The Bible is its own interpreter in the sense that it does its own interpreting: it interprets its readers. The Bible is alive because through it the Spirit convicts of sin, awakens faith in believers and conveys its intended meaning to those who approach it with humility and prayer. This is a very different model of Scripture reading from the one dominant in historical-critical methodologies since the Enlightenment. There the Bible is an object of disinterested inquiry, a thing to be mastered and managed rather than a word of address from the living God. Luther had his own struggles with the Aristotelian academic theology of his day, and the way he admonished his fellow Scripture scholars still rings true today: “It behooves us to let the prophets and apostles stand at the professors’ lectern, while we, down below their feet, listen to what they say. It is not they who must hear what we say.” (127)

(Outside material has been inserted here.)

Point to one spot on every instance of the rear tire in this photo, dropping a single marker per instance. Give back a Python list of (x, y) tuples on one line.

With such well-chosen quotes from Luther like these (and so many others) I found myself looking forward to see what Luther would have to say when it came to such topics as Biblical theology, sanctification, Law and Gospel, daily Bible reading, and Bible translation principles. I was not disappointed.
Master Philipp
In introducing Philipp Melanchthon, George, quoting another scholar calls him “the Rodney Dangerfield of the Reformation, the man who cannot get respect.” (p. 174) George asserts that Melanchthon “is increasingly seen as a reformer in his own right. Neither a cipher for Luther nor an echo of Erasmus.” (175) So much of what George mentions about Melanchthon is good. However, what he omits is not good. What he omits is the fact that the Philipp of the later years is not the same as the Philipp of the earlier years. Krauth’s evaluation of Melanchthon is more transparent and comprehensive: “We have twenty-eight large volumes of Melanchthon’s writings, and, at this hour, impartial and learned men are not agreed as to what were his views on some of the profoundest questions of church doctrine, on which Melanchthon was writing all his life!” (Conservative Ref., 291)
After reading all of this you might be asking the question, “Why should I read this book?”, and its counterpart: “How can I use this in my every-day ministry as a pastor?” Reading this book will help you answer these questions:
- What relationship do tradition and Scripture have with each other?
- How did Erasmus help Luther in his understanding of ‘repentance?’
- How did Luther approach Bible translation?
- Where did the phrase “wax nose” come from?
- Do Baptists use creeds?
- How does the Bible interpret itself?
- How should one study the Bible?
There are sections of this book with which we would not agree.[2] There are sections where I would have loved more detail and clarification. For example, he quotes Luther on p. 130 as having said that the Holy Spirit gives us understanding immediately (on mittel) but fails to explain how this does not contradict what he mentioned in several other places, that the Spirit and the Word cannot be separated.
Keeping this in mind, however, don’t let these shortcomings deter you from reading this book. There are old names that you have heard before. It was good to be acquainted with them in a new way. There are new names you have probably never heard before. They are good to be acquainted with too. Above all, George does an eloquent job of illustrating how the principle of Sola Scriptura showed itself in the lives and literature of the Reformation era.
[1] It is also the title of the second chapter of this book.
[2] e.g. George defines means of grace as an “instrument of communion with God.” (28) We define them as instruments through which God comes to us.